Oleksandr Kharchenko, the managing director of the Energy Research Center in Ukraine, is more optimistic. He claimed that while the reduction in the levels of green subsidies might slow Ukraine’s energy transition, it wouldn’t be that dramatic.
Kharchenko said the consumers pay for the green tariffs on their electricity bill and that it was increasingly hard for politicians to justify higher prices.
“The Ukrainian government is not happy with the results and investors also could say that they are not happy with the results, but somewhere in the middle, they found a solution. It is good, and the results are, more or less, realistic and in line with common sense,” says Kharchenko, who noted that many Ukrainians are not ready to pay more for energy produced by renewable energy.
But Berlin argues higher tariffs are needed because the government only guaranteed to buy renewable energy for nine years. This drives the need for higher tariffs because energy producers need to earn back their investments faster. If the period was extended beyond nine years the lower subsidies might be easier to swallow, he added.
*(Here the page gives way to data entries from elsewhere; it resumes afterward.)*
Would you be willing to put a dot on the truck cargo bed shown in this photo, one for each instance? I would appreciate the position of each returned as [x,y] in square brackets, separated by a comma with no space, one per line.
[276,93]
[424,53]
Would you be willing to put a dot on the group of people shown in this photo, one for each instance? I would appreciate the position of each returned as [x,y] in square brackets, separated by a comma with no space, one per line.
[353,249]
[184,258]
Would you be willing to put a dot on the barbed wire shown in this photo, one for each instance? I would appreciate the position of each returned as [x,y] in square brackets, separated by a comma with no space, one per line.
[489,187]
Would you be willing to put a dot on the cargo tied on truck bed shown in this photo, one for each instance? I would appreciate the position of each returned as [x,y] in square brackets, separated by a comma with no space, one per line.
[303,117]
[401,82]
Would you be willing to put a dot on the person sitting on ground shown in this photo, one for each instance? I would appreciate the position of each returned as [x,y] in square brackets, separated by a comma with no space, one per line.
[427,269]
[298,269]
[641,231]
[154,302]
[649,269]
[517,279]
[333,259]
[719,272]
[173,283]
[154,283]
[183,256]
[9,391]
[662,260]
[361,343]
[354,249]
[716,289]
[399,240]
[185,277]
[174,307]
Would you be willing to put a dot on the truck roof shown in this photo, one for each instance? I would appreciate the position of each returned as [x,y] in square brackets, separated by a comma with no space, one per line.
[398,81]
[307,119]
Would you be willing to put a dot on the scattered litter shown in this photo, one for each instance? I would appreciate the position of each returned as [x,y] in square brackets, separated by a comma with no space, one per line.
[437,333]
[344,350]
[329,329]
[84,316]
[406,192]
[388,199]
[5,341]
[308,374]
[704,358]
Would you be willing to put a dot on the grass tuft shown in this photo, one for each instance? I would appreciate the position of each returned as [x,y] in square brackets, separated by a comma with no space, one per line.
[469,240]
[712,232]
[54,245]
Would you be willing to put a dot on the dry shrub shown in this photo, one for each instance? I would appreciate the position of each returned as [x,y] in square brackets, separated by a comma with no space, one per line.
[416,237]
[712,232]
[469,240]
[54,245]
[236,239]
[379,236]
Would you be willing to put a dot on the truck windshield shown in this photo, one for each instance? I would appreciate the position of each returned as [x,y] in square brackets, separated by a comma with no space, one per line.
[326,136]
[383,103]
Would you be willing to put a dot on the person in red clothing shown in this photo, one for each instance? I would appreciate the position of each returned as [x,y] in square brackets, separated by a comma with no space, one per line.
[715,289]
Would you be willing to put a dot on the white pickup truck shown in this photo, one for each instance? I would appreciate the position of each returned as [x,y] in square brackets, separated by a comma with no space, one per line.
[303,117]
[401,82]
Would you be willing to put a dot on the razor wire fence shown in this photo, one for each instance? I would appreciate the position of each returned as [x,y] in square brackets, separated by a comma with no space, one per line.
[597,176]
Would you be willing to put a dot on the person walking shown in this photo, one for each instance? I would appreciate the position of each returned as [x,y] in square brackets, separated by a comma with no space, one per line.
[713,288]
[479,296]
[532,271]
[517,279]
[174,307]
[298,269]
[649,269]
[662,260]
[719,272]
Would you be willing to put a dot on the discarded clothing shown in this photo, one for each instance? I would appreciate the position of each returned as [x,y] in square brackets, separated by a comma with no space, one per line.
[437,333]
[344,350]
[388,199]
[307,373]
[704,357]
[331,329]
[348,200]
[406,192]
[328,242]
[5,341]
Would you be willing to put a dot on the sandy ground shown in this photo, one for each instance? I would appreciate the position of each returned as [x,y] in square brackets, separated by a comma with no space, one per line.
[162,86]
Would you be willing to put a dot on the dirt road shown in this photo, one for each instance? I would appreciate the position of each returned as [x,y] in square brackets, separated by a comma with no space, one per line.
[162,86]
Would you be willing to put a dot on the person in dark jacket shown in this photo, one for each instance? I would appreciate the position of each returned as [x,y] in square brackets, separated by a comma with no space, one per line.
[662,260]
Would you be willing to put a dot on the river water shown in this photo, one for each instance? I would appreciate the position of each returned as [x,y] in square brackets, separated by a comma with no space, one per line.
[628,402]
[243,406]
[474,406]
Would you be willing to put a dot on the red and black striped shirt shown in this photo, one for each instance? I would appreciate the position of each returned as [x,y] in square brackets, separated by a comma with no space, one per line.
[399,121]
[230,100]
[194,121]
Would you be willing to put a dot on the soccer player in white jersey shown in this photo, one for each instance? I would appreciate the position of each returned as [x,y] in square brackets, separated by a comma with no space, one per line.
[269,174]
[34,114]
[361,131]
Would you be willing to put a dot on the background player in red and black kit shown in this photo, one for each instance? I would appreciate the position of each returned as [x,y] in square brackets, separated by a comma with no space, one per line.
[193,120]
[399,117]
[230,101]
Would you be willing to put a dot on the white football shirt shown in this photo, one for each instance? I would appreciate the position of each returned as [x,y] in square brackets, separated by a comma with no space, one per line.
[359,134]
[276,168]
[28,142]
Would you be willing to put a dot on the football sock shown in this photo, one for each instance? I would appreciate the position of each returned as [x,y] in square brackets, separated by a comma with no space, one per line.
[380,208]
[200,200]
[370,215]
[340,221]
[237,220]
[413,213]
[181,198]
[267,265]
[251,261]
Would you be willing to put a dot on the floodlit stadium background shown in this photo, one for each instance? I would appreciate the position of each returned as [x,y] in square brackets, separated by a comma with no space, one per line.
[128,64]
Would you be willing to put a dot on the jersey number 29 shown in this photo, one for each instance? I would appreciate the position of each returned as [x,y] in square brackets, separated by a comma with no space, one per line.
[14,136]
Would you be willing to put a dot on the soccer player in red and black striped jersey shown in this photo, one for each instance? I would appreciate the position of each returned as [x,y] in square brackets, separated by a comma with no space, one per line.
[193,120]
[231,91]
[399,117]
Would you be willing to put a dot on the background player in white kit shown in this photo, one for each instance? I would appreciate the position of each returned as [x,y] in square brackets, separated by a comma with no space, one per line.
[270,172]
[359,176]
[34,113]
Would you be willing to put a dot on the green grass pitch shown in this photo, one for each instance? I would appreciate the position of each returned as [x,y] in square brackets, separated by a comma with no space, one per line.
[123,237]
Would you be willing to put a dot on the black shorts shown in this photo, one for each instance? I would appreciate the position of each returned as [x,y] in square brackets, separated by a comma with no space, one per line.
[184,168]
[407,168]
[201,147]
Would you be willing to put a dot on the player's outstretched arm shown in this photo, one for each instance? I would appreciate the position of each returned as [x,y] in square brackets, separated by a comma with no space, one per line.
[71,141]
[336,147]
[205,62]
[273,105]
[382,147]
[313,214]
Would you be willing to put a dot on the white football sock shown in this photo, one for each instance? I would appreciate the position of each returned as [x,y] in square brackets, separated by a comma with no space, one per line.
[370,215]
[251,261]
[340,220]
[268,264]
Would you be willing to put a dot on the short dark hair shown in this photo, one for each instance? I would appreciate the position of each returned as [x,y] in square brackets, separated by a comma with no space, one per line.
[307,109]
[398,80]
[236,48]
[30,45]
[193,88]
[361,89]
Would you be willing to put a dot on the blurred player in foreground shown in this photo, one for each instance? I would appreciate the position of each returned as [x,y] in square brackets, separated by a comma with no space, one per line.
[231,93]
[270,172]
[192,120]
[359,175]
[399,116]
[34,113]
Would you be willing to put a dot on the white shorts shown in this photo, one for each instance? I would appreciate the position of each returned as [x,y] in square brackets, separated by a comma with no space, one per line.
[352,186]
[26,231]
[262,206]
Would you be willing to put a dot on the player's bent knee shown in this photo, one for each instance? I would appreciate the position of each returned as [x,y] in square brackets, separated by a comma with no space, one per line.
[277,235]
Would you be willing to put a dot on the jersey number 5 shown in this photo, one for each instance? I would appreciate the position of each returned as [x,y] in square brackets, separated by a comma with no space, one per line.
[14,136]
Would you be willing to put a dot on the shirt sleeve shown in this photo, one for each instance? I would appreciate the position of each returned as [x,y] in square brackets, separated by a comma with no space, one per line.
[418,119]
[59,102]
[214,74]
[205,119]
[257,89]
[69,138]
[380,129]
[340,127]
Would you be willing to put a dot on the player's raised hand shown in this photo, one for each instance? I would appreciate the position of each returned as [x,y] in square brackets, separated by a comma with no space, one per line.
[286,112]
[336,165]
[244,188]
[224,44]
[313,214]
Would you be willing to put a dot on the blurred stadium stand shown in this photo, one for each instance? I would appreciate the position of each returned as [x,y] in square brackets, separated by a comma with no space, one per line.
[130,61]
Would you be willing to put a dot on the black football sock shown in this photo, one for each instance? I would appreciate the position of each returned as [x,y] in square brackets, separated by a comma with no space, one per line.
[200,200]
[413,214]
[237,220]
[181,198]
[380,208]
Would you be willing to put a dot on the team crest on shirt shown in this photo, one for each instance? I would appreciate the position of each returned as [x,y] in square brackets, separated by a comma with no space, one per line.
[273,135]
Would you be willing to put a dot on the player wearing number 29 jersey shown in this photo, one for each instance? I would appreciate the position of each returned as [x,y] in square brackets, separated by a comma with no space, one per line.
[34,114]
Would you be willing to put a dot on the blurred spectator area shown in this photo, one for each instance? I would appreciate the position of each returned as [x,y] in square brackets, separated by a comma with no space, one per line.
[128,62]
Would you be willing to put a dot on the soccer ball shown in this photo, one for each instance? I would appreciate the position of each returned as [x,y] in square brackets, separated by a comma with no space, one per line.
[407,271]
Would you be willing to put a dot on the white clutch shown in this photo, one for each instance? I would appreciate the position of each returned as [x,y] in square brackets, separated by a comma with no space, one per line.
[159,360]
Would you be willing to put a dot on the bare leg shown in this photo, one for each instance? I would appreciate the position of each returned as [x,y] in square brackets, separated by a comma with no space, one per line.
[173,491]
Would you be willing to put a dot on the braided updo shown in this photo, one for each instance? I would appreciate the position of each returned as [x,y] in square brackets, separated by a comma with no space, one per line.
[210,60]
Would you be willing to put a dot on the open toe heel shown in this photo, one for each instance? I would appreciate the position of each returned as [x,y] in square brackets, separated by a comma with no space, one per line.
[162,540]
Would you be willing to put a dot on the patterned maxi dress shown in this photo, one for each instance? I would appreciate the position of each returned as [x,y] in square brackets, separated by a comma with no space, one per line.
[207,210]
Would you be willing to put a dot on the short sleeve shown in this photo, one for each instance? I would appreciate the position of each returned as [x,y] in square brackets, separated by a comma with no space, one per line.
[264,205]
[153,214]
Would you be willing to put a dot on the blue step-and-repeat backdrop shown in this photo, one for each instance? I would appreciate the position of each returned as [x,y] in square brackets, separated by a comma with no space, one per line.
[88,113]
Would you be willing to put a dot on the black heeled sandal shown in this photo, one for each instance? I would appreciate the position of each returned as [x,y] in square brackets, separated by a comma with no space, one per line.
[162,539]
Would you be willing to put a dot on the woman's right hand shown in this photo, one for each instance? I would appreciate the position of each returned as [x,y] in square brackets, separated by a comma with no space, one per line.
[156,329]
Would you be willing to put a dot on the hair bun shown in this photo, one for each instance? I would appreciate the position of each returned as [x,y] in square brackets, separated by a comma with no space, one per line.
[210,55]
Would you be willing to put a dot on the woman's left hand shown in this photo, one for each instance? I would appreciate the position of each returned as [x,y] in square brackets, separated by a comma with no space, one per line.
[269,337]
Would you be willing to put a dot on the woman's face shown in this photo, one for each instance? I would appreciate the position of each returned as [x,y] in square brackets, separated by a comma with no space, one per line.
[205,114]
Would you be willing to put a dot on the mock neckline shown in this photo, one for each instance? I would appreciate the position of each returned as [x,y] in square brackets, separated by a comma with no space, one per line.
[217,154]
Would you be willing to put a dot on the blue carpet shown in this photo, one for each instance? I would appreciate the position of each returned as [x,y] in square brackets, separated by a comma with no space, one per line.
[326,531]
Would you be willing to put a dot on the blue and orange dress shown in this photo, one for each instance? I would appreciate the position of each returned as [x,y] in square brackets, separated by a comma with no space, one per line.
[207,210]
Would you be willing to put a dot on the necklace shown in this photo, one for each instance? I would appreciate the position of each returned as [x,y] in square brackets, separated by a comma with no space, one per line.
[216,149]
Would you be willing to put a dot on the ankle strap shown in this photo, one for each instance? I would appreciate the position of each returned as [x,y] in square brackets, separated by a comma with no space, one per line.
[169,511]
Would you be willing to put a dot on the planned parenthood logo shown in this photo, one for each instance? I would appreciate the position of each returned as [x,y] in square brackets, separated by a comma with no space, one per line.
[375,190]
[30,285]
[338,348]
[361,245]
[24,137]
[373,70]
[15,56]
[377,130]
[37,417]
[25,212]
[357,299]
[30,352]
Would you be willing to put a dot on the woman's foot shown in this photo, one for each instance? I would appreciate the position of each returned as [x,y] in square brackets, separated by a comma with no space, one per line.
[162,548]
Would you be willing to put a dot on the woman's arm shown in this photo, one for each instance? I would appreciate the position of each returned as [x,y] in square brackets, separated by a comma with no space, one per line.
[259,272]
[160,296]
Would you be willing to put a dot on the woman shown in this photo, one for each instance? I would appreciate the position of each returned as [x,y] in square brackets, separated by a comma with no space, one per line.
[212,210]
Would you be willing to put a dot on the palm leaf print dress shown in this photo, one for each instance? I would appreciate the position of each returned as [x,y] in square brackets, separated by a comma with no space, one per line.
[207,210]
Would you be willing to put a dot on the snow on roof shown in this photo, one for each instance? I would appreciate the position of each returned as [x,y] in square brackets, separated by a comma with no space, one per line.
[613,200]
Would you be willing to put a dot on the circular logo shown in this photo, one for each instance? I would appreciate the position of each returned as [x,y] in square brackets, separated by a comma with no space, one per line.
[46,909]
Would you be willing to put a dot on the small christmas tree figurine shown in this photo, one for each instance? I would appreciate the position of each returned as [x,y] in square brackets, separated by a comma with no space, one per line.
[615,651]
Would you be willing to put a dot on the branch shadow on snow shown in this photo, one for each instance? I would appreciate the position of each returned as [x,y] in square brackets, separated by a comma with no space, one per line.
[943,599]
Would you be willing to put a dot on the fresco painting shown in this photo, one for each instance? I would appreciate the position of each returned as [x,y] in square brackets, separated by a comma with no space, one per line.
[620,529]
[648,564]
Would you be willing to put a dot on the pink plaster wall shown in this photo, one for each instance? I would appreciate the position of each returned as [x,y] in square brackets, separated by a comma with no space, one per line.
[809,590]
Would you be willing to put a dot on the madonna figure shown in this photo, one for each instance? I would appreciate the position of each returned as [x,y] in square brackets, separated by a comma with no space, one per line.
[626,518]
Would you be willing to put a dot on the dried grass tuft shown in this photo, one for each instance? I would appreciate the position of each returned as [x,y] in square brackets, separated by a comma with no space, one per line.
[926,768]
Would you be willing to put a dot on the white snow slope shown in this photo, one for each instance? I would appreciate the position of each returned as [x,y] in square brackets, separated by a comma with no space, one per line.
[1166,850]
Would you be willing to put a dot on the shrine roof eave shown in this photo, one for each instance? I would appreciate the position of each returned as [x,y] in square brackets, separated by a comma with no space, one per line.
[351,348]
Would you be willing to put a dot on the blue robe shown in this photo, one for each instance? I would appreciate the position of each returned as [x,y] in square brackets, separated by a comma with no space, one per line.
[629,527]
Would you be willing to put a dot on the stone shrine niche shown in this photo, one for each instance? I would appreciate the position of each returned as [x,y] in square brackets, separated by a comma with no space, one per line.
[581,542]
Ukraine, in line with the 2015 Paris climate change agreement, has committed to cutting its greenhouse gas emissions by 40 per cent — from 1990 levels — before 2030. Ukraine had already reduced its emissions by 64 per cent by 2016, as a result of the economic problems after the collapse of the Soviet Union. Nevertheless, some fear the cut in subsidies will hit the green energy transition. Currently, 90 per cent of Ukrainian energy comes from coal or nuclear power plants, while the rest comes from solar and wind.
The Ukrainian Renewable Energy Association previously estimated that a cut in green subsidies of about 15 per cent would result in a 50 per cent cut in profits for companies. According to Kharchenko, the changes are not so dramatic, and while the changes could affect Ukraine’s green energy transition, they will not “kill them”.
“There is always a risk that some investors would say that they don’t like this and that they are not ready to take any profit cutting,” said Kharchenko.
“Of course, we have a clear understanding that this is a risk, but on the other side, if the tariffs are cut in half, it means that while they might have had a two-year investment payback period before, half means that they will have four years now. In Europe, we know that many investors invest in 15-year payback projects.”